В это же время в одно утро явился ко мне молодок человек в сюртуке нашего Тенгинского полка, рекомендовался поручиком Лермонтовым, переведенным из лейб-гусарского полка. Он привез мне из Петербурга от племянницы моей, Александры Осиповны Смирновой, письмо и книжку «Imitation de Iesus Christ»[35]35
Подражание Инсусу Христу (лат.).
[Закрыть] в прекрасном переплете. Я тогда еще ничего не знал про Лермонтова, да и он в то время не печатал, кажется, ничего замечательного, и «Герой нашего времени» и другие его сочинения вышли позже. С первого шага нашего знакомства Лермонтов мне не понравился.
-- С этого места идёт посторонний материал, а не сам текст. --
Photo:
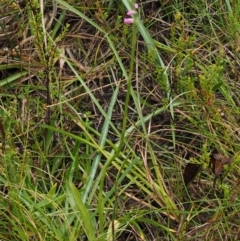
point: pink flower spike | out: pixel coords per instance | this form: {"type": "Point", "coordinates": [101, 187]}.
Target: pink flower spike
{"type": "Point", "coordinates": [128, 20]}
{"type": "Point", "coordinates": [135, 5]}
{"type": "Point", "coordinates": [131, 12]}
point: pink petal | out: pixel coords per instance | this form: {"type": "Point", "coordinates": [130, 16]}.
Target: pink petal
{"type": "Point", "coordinates": [128, 20]}
{"type": "Point", "coordinates": [131, 12]}
{"type": "Point", "coordinates": [135, 5]}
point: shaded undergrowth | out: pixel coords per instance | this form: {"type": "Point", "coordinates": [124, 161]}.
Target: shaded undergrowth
{"type": "Point", "coordinates": [99, 120]}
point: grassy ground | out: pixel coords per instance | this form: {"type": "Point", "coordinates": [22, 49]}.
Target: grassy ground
{"type": "Point", "coordinates": [100, 120]}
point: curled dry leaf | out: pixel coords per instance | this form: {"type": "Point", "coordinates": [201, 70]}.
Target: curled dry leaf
{"type": "Point", "coordinates": [217, 161]}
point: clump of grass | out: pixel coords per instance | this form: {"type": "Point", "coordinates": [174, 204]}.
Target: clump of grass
{"type": "Point", "coordinates": [98, 120]}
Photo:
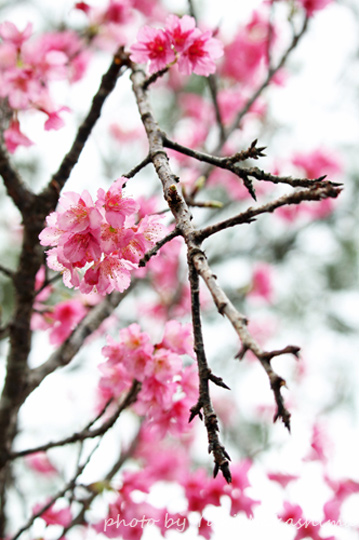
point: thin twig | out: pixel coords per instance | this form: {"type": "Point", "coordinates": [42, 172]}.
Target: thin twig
{"type": "Point", "coordinates": [69, 486]}
{"type": "Point", "coordinates": [221, 457]}
{"type": "Point", "coordinates": [87, 433]}
{"type": "Point", "coordinates": [15, 187]}
{"type": "Point", "coordinates": [138, 167]}
{"type": "Point", "coordinates": [79, 519]}
{"type": "Point", "coordinates": [316, 193]}
{"type": "Point", "coordinates": [152, 252]}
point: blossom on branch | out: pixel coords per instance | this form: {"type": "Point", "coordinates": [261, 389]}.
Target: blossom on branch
{"type": "Point", "coordinates": [180, 41]}
{"type": "Point", "coordinates": [102, 238]}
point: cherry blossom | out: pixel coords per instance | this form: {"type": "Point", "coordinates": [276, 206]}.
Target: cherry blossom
{"type": "Point", "coordinates": [102, 238]}
{"type": "Point", "coordinates": [14, 137]}
{"type": "Point", "coordinates": [181, 41]}
{"type": "Point", "coordinates": [154, 46]}
{"type": "Point", "coordinates": [199, 57]}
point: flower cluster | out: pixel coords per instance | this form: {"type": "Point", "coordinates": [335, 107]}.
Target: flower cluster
{"type": "Point", "coordinates": [103, 238]}
{"type": "Point", "coordinates": [27, 68]}
{"type": "Point", "coordinates": [179, 42]}
{"type": "Point", "coordinates": [168, 388]}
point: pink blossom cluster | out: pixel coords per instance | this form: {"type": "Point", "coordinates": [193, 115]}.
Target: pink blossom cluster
{"type": "Point", "coordinates": [311, 6]}
{"type": "Point", "coordinates": [27, 67]}
{"type": "Point", "coordinates": [164, 461]}
{"type": "Point", "coordinates": [168, 388]}
{"type": "Point", "coordinates": [97, 245]}
{"type": "Point", "coordinates": [179, 42]}
{"type": "Point", "coordinates": [247, 53]}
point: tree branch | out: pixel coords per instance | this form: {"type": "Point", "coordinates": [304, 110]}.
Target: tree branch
{"type": "Point", "coordinates": [221, 457]}
{"type": "Point", "coordinates": [87, 433]}
{"type": "Point", "coordinates": [317, 193]}
{"type": "Point", "coordinates": [15, 187]}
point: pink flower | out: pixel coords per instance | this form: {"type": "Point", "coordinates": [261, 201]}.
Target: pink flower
{"type": "Point", "coordinates": [66, 316]}
{"type": "Point", "coordinates": [180, 31]}
{"type": "Point", "coordinates": [112, 273]}
{"type": "Point", "coordinates": [292, 514]}
{"type": "Point", "coordinates": [200, 55]}
{"type": "Point", "coordinates": [14, 137]}
{"type": "Point", "coordinates": [81, 248]}
{"type": "Point", "coordinates": [116, 206]}
{"type": "Point", "coordinates": [20, 87]}
{"type": "Point", "coordinates": [79, 213]}
{"type": "Point", "coordinates": [282, 478]}
{"type": "Point", "coordinates": [152, 45]}
{"type": "Point", "coordinates": [311, 6]}
{"type": "Point", "coordinates": [317, 163]}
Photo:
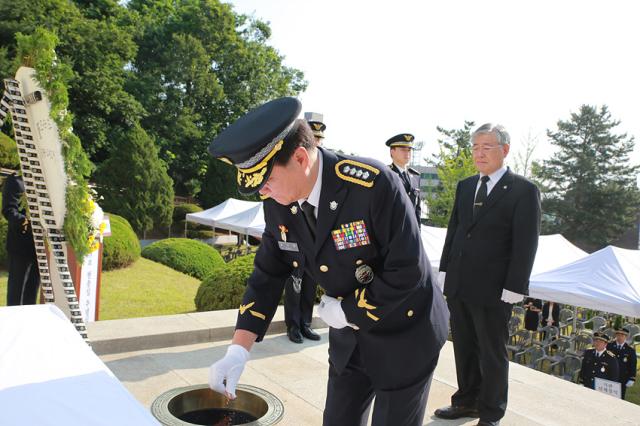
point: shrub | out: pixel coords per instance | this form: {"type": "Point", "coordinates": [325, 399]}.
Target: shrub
{"type": "Point", "coordinates": [122, 248]}
{"type": "Point", "coordinates": [188, 256]}
{"type": "Point", "coordinates": [225, 286]}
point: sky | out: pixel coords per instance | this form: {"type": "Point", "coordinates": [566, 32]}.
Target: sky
{"type": "Point", "coordinates": [375, 69]}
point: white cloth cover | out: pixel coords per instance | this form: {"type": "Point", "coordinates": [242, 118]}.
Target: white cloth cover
{"type": "Point", "coordinates": [49, 376]}
{"type": "Point", "coordinates": [607, 280]}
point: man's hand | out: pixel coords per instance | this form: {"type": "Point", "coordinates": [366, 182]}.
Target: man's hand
{"type": "Point", "coordinates": [228, 368]}
{"type": "Point", "coordinates": [511, 297]}
{"type": "Point", "coordinates": [330, 310]}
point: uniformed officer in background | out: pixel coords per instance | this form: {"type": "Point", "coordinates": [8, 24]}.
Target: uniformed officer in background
{"type": "Point", "coordinates": [24, 277]}
{"type": "Point", "coordinates": [400, 148]}
{"type": "Point", "coordinates": [300, 295]}
{"type": "Point", "coordinates": [598, 362]}
{"type": "Point", "coordinates": [626, 358]}
{"type": "Point", "coordinates": [324, 217]}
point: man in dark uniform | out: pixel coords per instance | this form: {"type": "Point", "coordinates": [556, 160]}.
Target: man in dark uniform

Я был всегда счастлив нападать на людей симпатичных, теплых, умевших во всех фазисах своей жизни сохранить благодатный пламень сердца, живое сочувствие ко всему высокому, прекрасному, а говоря с Лермонтовым, он показался мне холодным, желчным, раздражительным и ненавистником человеческого рода вообще, и я должен был показаться ему мягким добряком, ежели он заметил мое душевное спокойствие и забвение всех зол, мною претерпенных от правительства. До сих пор не могу отдать себе отчета, почему мне с ним было как-то неловко, и мы расстались вежливо, но холодно. Он ехал в штаб полка явиться начальству и весною собирался на воды в Пятигорск. Это второй раз, что он ссылается на Кавказ: в первый – за немножко вольные стихи, написанные им на смерть Пушкина Александра Сергеевича, а теперь – говорят разно, – но, кажется, за дуэль (впрочем, не состоявшуюся) с сыном французского посла в Петербурге Барантом.